Militer Thailand juga telah menarik para tentaranya dari beberapa desa di bagian selatan untuk mengurangi ketegangan konflik. Kepala Dewan Keamanan Nasional Thailand dan ketua juru runding, Paradorn Pattanatabut, menyambut baik janji yang dipegang teguh oleh kelompok pemberontak melalui kesepakatan ini.

Walaupun dia menyadari bahwa beberapa kelompok separatis lainnya menolak untuk berdialog dengan pihak militer.

"Namun saya yakin BRN dapat mengatasi tindak kekerasan di sana. Di masa lalu mereka tidak pernah keluar dan membuat sebuah pengumuman yang jelas mengenai tujuan akhirnya," ujar Paradorn.

Menurut laporan BBC, kesepakatan ini rentan dilanggar karena hanya merupakan persetujuan bersama secara verbal dan tanpa penandatanganan hitam di atas putih. Kendati sebelumnya sudah pernah ada pembicaraan mengenai perdamaian, namun kesepakatan kali ini dianggap berbeda, karena untuk kali pertama, pemerintah Thailand mengakui kelompok pemberontak serta bersedia mendengarkan tuntutan mereka.

Sebelumnya pada bulan April kemarin, kelompok BRN telah membuat tuntutan publik yang serius termasuk ingin memisahkan diri dari Kerajaan Thailand. Menurut juru runding Thailand, pemerintah telah mengajukan ide untuk membentuk pemerintahan administrasi yang dipilih secara lokal.

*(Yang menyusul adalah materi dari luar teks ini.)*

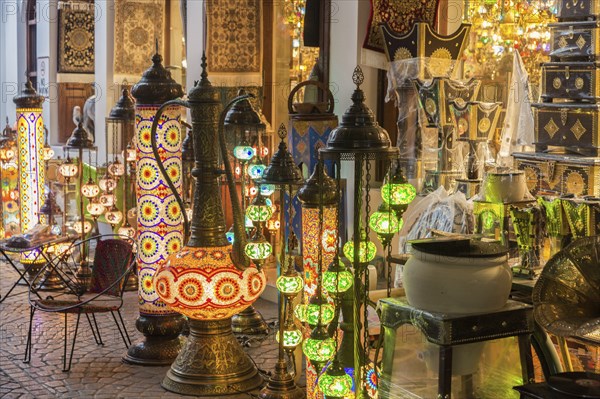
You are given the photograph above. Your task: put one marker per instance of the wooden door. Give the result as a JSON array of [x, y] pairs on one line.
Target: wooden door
[[70, 95]]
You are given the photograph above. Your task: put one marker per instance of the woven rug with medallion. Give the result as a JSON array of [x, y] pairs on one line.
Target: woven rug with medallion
[[234, 36], [400, 15], [76, 37], [138, 24]]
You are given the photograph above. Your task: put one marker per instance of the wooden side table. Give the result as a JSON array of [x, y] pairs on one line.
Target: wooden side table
[[449, 330]]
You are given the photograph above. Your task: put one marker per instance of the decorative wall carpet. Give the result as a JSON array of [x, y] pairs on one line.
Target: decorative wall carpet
[[401, 15], [234, 41], [138, 23], [76, 37]]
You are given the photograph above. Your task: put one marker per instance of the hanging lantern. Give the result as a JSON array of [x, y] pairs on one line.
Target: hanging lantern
[[367, 249], [337, 279], [90, 189], [113, 216], [107, 183], [82, 228], [126, 230], [335, 383], [258, 210], [107, 200], [68, 168], [95, 209], [116, 168], [319, 347], [256, 169]]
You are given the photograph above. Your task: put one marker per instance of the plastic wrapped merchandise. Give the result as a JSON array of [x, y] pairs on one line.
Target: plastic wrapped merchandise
[[438, 211]]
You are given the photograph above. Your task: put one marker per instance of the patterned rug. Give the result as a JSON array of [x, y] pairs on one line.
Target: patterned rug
[[138, 23], [234, 39], [76, 37], [401, 15]]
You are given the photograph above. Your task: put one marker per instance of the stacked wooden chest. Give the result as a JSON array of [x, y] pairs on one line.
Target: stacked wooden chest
[[567, 122]]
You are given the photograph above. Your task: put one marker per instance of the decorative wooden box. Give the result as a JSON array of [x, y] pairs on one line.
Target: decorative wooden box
[[574, 40], [559, 174], [573, 126], [577, 9], [571, 80]]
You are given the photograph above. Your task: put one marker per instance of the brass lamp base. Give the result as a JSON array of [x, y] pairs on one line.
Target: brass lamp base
[[249, 322], [212, 363], [281, 385], [161, 342]]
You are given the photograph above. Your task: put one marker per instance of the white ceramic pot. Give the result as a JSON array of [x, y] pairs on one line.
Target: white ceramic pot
[[505, 187], [473, 277]]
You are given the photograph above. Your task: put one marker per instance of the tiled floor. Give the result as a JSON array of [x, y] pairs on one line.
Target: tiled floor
[[97, 371]]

Namun pemerintah pusat tetap tidak akan memberikan hak otonomi penuh kepada daerah selatan karena berdasarkan konstitusi Thailand, keseluruhan wilayah tidak boleh terpisah. Konflik antara tentara separatis dengan militer Thailand hampir memasuki satu dekade.

Sejak tahun 2004 silam, tercatat sebanyak 5.700 nyawa melayang akibat peristiwa baku tembak yang terjadi di kedua pihak. Salah satu alasan mereka ingn memisahkan diri karena perkembangan ekonomi di daerah selatan tidak seimbang. Di daerah selatan, penduduk di beberapa desa masih mengalami kurangnya pasokan listrik, transportasi umum dan pompa air.